Page 28 of Merry Little Mishap

“Nick?” I wanted to fall back, but was already against the elevator wall: blushing, hot with a sticky sweat that took over my entire body.

“Do you really think I’m cute?” he asked.

My eyes watered. Sad? Excited? Overwhelmed?

“Yes. I do,” I said timidly.

“And what if I told you I felt the same? What if I told you that the biggest lie I ever said to get to someone was with you? That I could’ve fixed your sink by now, but have delayed it, just so that I could see you more, or that all this food I got tonight wasn’t just for me, but for us. What if I told you that in that paper bag behind us were all the ingredients for coquito, that I wanted to make you feel like you were home again? Everything I do is secretly for you because I want you, and even though I know it’s dangerous to get involved, I’ll do it, because I’d rather lose you now, than live another second not telling you how I feel.” He gravitated closer, his breath sweet like rum and mint.

“You mean that, Nick? You did all this for me?” I tried not to cry, resisting the urge to leap up and kiss him.

“Just for you, Elena. I want to do everything for you. I wanted to spend tonight with you, which is a much better holiday than anything I could’ve imagined… and that’s why we’re still stuck here.”

“What do you mean?” I asked.

“It means… if I told you I could’ve really fixed this elevator by now, would you be mad at me?”

His confession settled into my chest, a bombshell truth that caused my eyes to water. It was crazy, it was wild, but most of all, it was something that felt so endearing, only because it was Nick—my Nick—a man who never once judged me like I judged myself.

“I could never be mad at you,” I said.

Nick leaned in, his forehead settling onto mine. His breath, his touch, his heat, turned me on and made me throb. “You lost the game,” I said, hopelessly delighted that he was the first to make contact.

“Did I?” he smiled. “Maybe I actually just won?”

“Maybe…”

Nick said nothing.

He gritted and leaned in further, my body shaking from the touch of his bristled, five o’clock shadow, as my palms caught on fire, turning our seconds into minutes, our minutes into hours, and those hours into an infinite pool of time and stars that exploded behind my eyes.

Hislips pressed against mine.

Nick’s!

My stomach instantly fluttered, my body a shell of bull riding heartbeats that bucked wildly as Nick moaned my name, his kiss sweeter than the sweetest rum from Puerto Rico.

And as I melted against the elevator wall, I rubbed my clit faster, harder, greedy to kiss him back, not caring if it felt desperate, because that’s how I felt, and I was grateful for how honest it made me feel.

He was a god, he was an angel, mischievous yet sweet. He was Nick-fucking-Stafford.

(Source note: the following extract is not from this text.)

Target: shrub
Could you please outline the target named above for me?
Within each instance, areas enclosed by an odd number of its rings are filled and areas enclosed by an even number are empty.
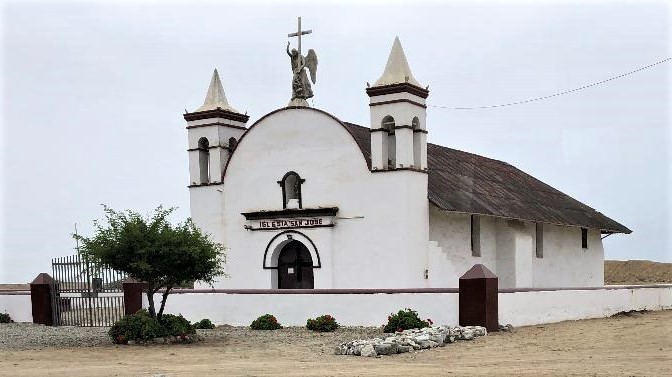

“Do you want me to open the elevator?” He asked sweetly, his cock slipping free and onto my stomach.

“Don’t,” I warned, his fingers interlacing with mine. “Not until we’re done.”

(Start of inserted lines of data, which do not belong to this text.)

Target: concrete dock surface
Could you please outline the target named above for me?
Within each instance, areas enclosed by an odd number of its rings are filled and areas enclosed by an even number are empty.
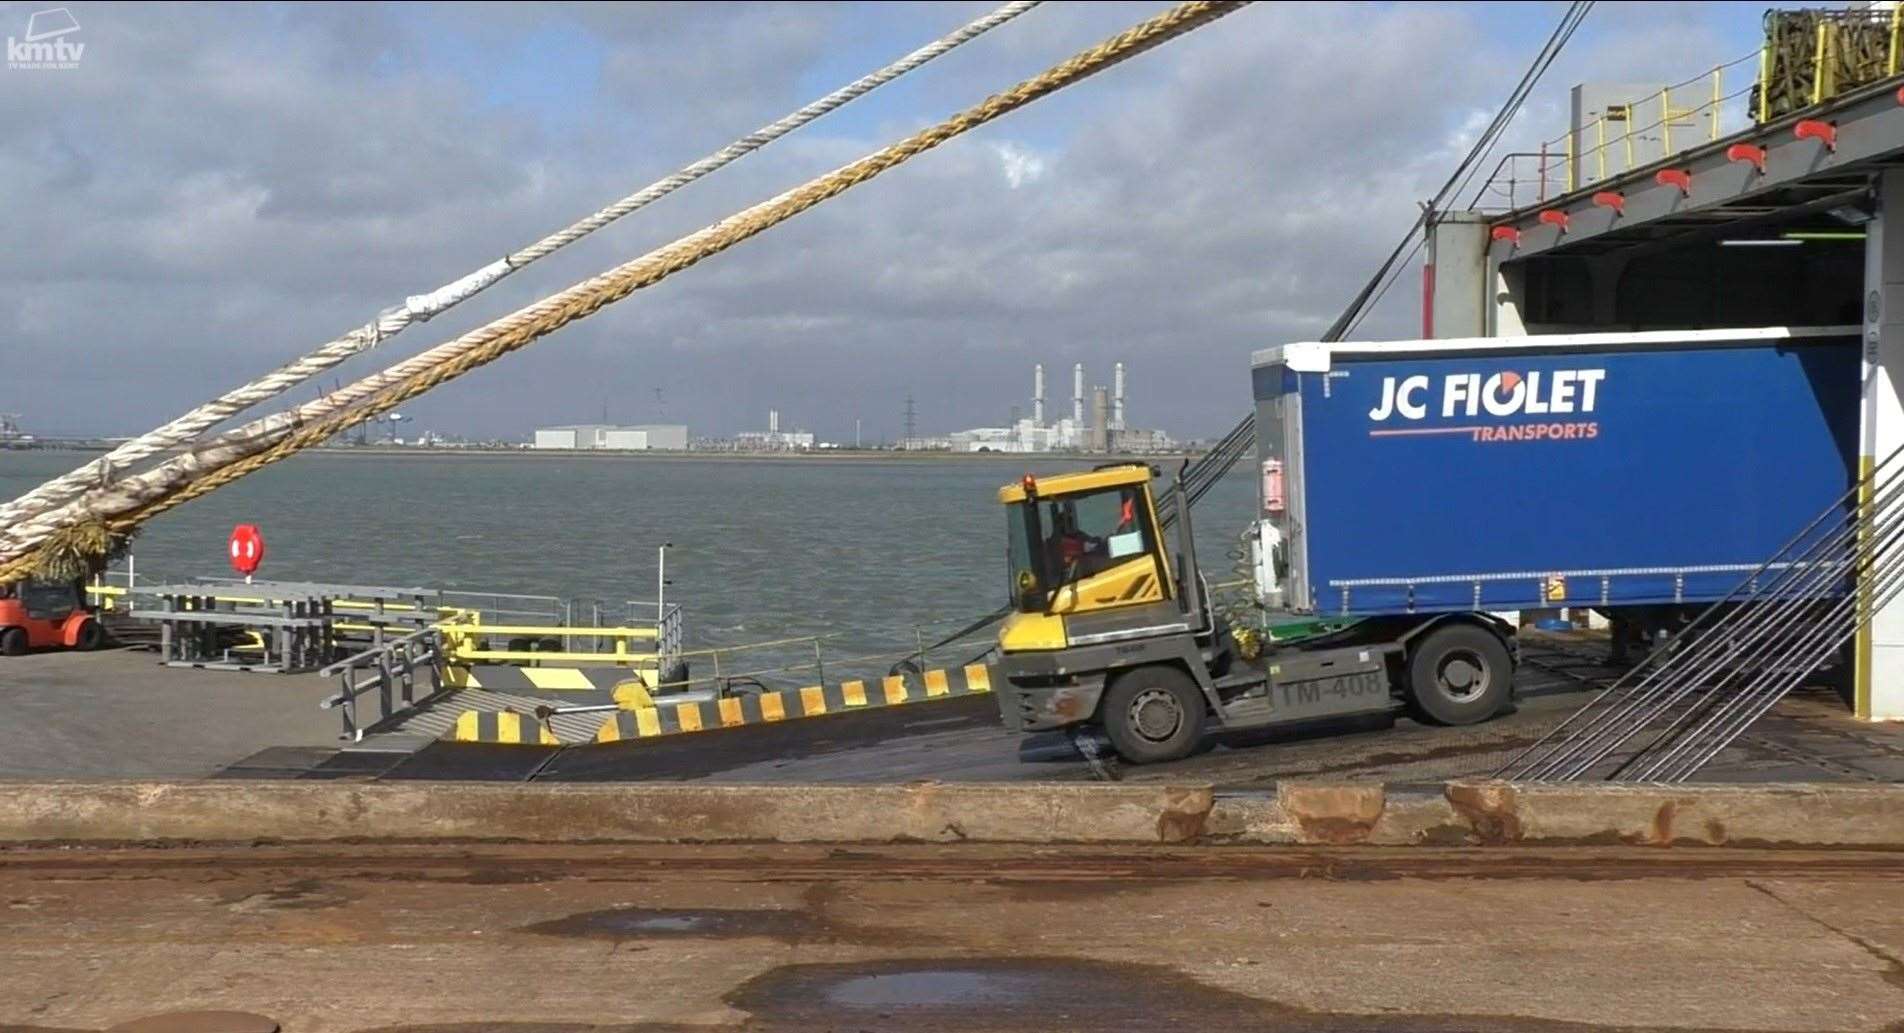
[[[137,649],[0,660],[0,778],[203,778],[264,746],[335,749],[316,675],[165,667]]]
[[[346,750],[313,677],[13,658],[0,1030],[1904,1031],[1904,728],[1805,693],[1732,786],[1427,785],[1614,673],[1113,786],[982,697]]]
[[[1867,851],[0,850],[0,1028],[1904,1028]]]
[[[1591,698],[1620,668],[1597,643],[1533,637],[1516,712],[1443,728],[1405,716],[1340,727],[1227,736],[1174,764],[1126,768],[1134,781],[1262,788],[1294,777],[1438,781],[1490,772]],[[481,779],[536,782],[891,783],[1084,781],[1061,736],[1043,749],[968,696],[717,732],[543,748],[340,738],[318,709],[336,691],[314,675],[167,668],[151,653],[41,653],[0,663],[0,779],[228,777]],[[368,703],[368,700],[365,701]],[[437,711],[460,709],[454,696]],[[438,724],[442,722],[437,721]],[[432,725],[434,727],[434,725]],[[1028,758],[1036,762],[1028,762]],[[1713,782],[1904,780],[1904,724],[1853,719],[1828,690],[1794,694],[1700,776]]]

Of all the wrong things to do, of all the warning signs I learned from my sister and her divorce—how not to be involved with those you work around, live around—this was the test I knew I’d fail. It was wrong to lie to Elena, and it was wrong to touch her, but fuck if I couldn’t resist the urge to graze my finger—hell, my pinky—across the smooth, tanned spot right above her bellybutton.

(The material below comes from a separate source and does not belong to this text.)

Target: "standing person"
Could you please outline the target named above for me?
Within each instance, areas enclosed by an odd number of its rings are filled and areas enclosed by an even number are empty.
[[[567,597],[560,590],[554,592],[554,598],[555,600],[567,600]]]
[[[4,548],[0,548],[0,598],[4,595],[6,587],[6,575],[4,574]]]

“I should be gentle, but it’s so goddamn hard not to devour you right now.” I seethed into her curls, her arms wrapped around my shoulders. “I feel like I’ve waited for so long, and the longer it’s been, the hungrier I’ve gotten.” Slowly my pants fell loose as I kicked off my boots, standing tall against Elena’s soft skin, her chin raised to my chest as I brushed my nose down her head and onto her cheek.

“Just kiss me. Lift me and let me taste your lips. I’ve wanted to kiss you for so long,” she whined sweetly. “Savor it. Savor me.”

“Every inch.” I claimed her, her ass mantled onto my palms as I pushed my weight against her and the elevator wall, wedging her near the railing for support. “You’re so hot, Elena… so, so hot. I can feel it between your legs.” I kissed those pouty red lips that had always belonged to me, stifling my need to fuck her hard, from thrusting the entirety of my erection right into her little slit. Savoring wasn’t just what she wanted, it’s what sheneeded—mycomplete appreciation of the only moment I ever dreamed of.

“You can really feel me?” she shuddered, surprised.

“Of course.” I tried not to answer weakly, her needy clit puffy and wet, grinding with the sway of her hips over the head of my cock, covering me with her sweet feminine scent that drove me feral. I kissed her again, licking her lips, sucking them, memorizing her scent for later, her neck and hair sweet like jasmine and strawberries.

“I like that,” she moaned. “Your scruff on me, it’s rough, but nice.”